I am leading an invalid existence. Pronounce it as you will.

Unless I have a staying-alive appointment, there's nowhere I have to be. There's plenty to do around the house, sure, but I know that anything I start may be suddenly curtailed by the onset of another bout of radiotherapy-exhaustion. I know that by 3pm or so, I'll just want to put my head down again and sleep, and that will be brought forward by any heavy work.

The old me I'm searching for needs more than that. I've never been satisfied to be a housewife. I feel a need to make my existence felt in that small window of alertness, and sweeping the floor or doing the dishes just doesn't cut it in my internal measurement system. Neither does recreation; I'm bored to death with books and magazines and puzzles and DVDs. I just want to feel like me again.

I want to matter, the way I used to.

But mostly, I don't have the brainpower to do it anyway, and I certainly don't have the physical strength.
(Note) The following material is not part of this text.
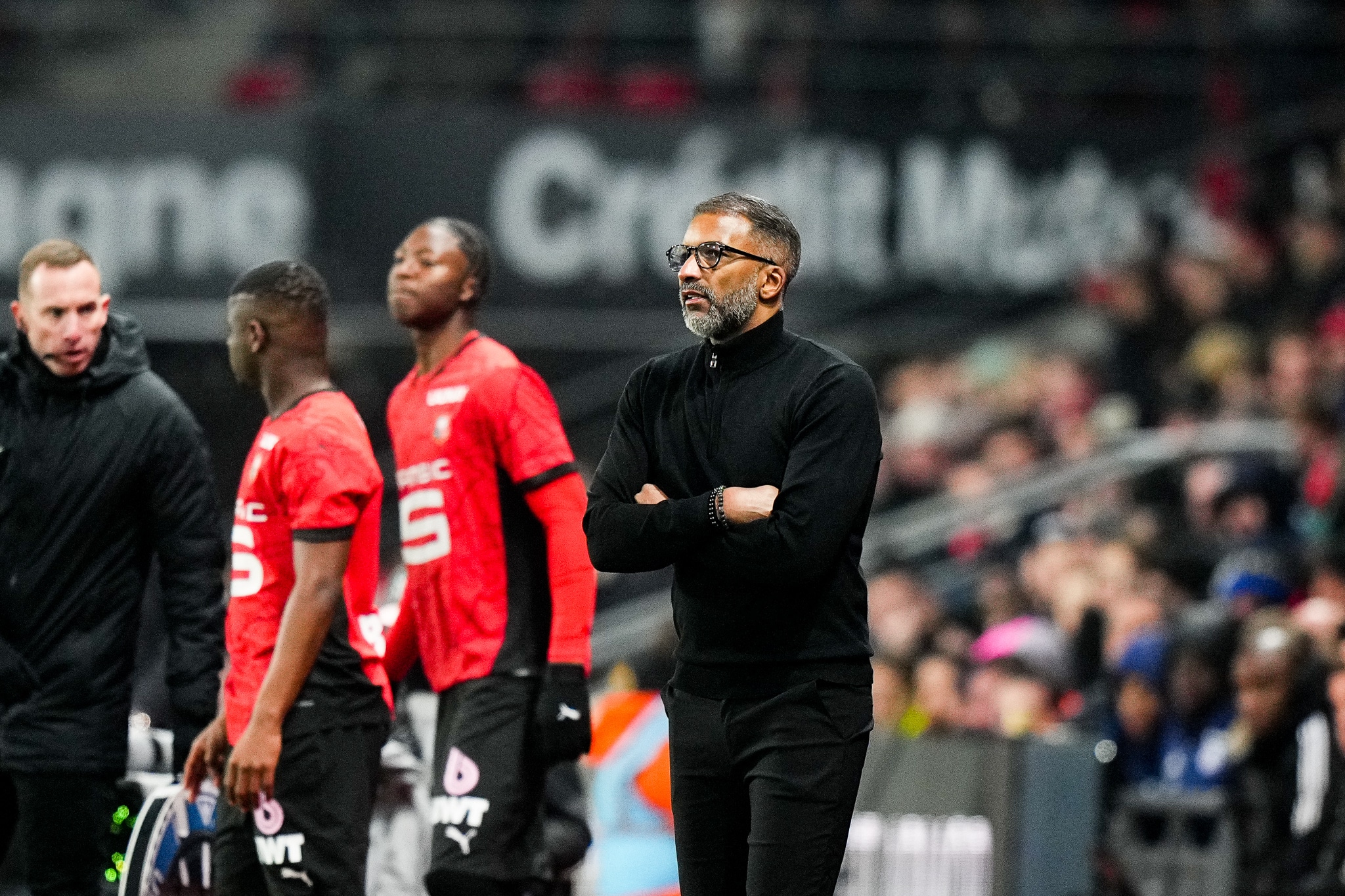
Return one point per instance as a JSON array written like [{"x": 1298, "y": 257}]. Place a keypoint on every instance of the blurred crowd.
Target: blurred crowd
[{"x": 1187, "y": 621}]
I have to be content with dropping the odd comment into a parenting thread on Facebook, and hoping that it matters to someone. Chatting to my Early Childhood colleagues, and hoping that I help someone straighten out a problem that's troubling them.
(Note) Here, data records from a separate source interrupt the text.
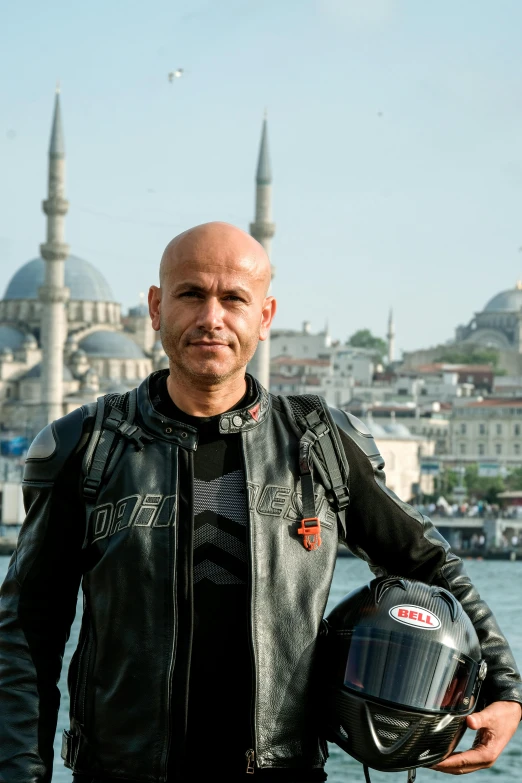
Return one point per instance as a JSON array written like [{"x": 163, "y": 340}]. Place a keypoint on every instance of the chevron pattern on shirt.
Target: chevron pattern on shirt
[
  {"x": 220, "y": 517},
  {"x": 224, "y": 495}
]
Writing the odd post here on the Freeloader, and hoping it makes someone feel less alone.


At some level, I realise I'm just battling a label that I don't like. Somewhere in my past, I had lazy thrown at me. More than once. Many times. It wasn't fair then, and it's not fair now: I know that. But our psyches are peculiarly unkind when it comes to letting go of baggage- especially when we're tired. Especially when we've just been through eight months of hell.
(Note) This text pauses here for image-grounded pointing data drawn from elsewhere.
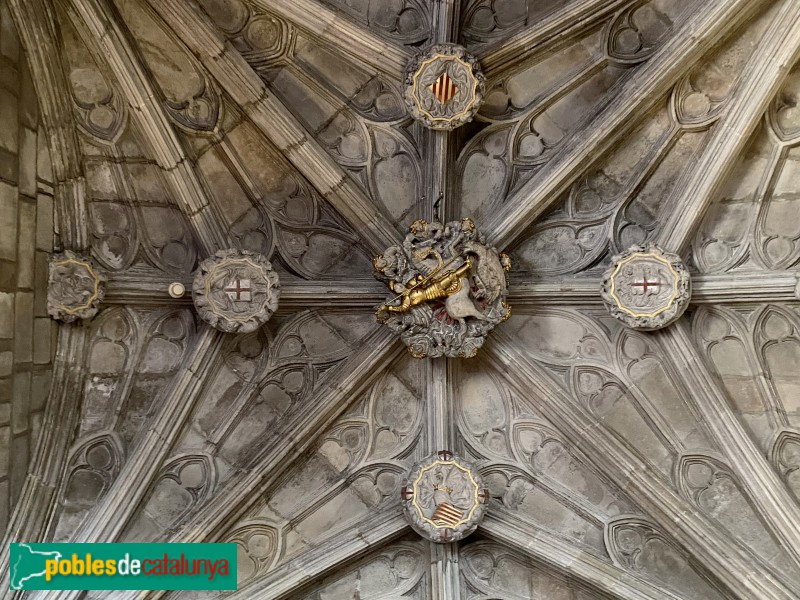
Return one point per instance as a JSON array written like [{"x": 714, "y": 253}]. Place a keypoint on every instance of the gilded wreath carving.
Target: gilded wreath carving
[{"x": 449, "y": 289}]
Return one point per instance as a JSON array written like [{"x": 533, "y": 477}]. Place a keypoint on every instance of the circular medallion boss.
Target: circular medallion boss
[
  {"x": 444, "y": 498},
  {"x": 646, "y": 288},
  {"x": 75, "y": 287},
  {"x": 444, "y": 87},
  {"x": 236, "y": 291}
]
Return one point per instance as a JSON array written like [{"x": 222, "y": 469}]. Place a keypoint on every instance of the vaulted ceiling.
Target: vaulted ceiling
[{"x": 622, "y": 465}]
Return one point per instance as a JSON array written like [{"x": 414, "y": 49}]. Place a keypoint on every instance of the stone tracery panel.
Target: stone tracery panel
[
  {"x": 190, "y": 98},
  {"x": 404, "y": 21},
  {"x": 356, "y": 115},
  {"x": 622, "y": 200},
  {"x": 531, "y": 470},
  {"x": 752, "y": 352},
  {"x": 638, "y": 546},
  {"x": 618, "y": 377},
  {"x": 532, "y": 111},
  {"x": 712, "y": 487},
  {"x": 399, "y": 570},
  {"x": 751, "y": 226},
  {"x": 93, "y": 466},
  {"x": 183, "y": 483},
  {"x": 489, "y": 570},
  {"x": 99, "y": 110}
]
Lying around chatting on Facebook, reading novels, doing Sudokus- it all feels lazy to me. Lazy should be my friend right now. Lazy should be helping me get better. But all it's doing is sitting on my left shoulder, whispering poison in my ear. Get up. Be useful. You're wasting time again.

It's all nonsense. My brain knows that. But my subconscious is a different matter.

My subconscious made me stop outside the childcare centre the other day, and consider going in to tell them I was available to work again. My brain put paid to that in thirty seconds flat, thank heavens. Turning up for work and having to go home again halfway through a shift would hardly enhance my reputation. My brain knows that I only have half a day in me at most, not to mention the risk of some dear child elbowing me in the radiated chest and causing me untold agony.

So I sit here trying to convince myself that it's okay to just rest. I sit here watching my life go by, minute by dragging minute. I try to remember how I felt during chemo, when it was so hard to believe that it would ever end. This too will end: my brain knows that.

My subconscious is a different matter.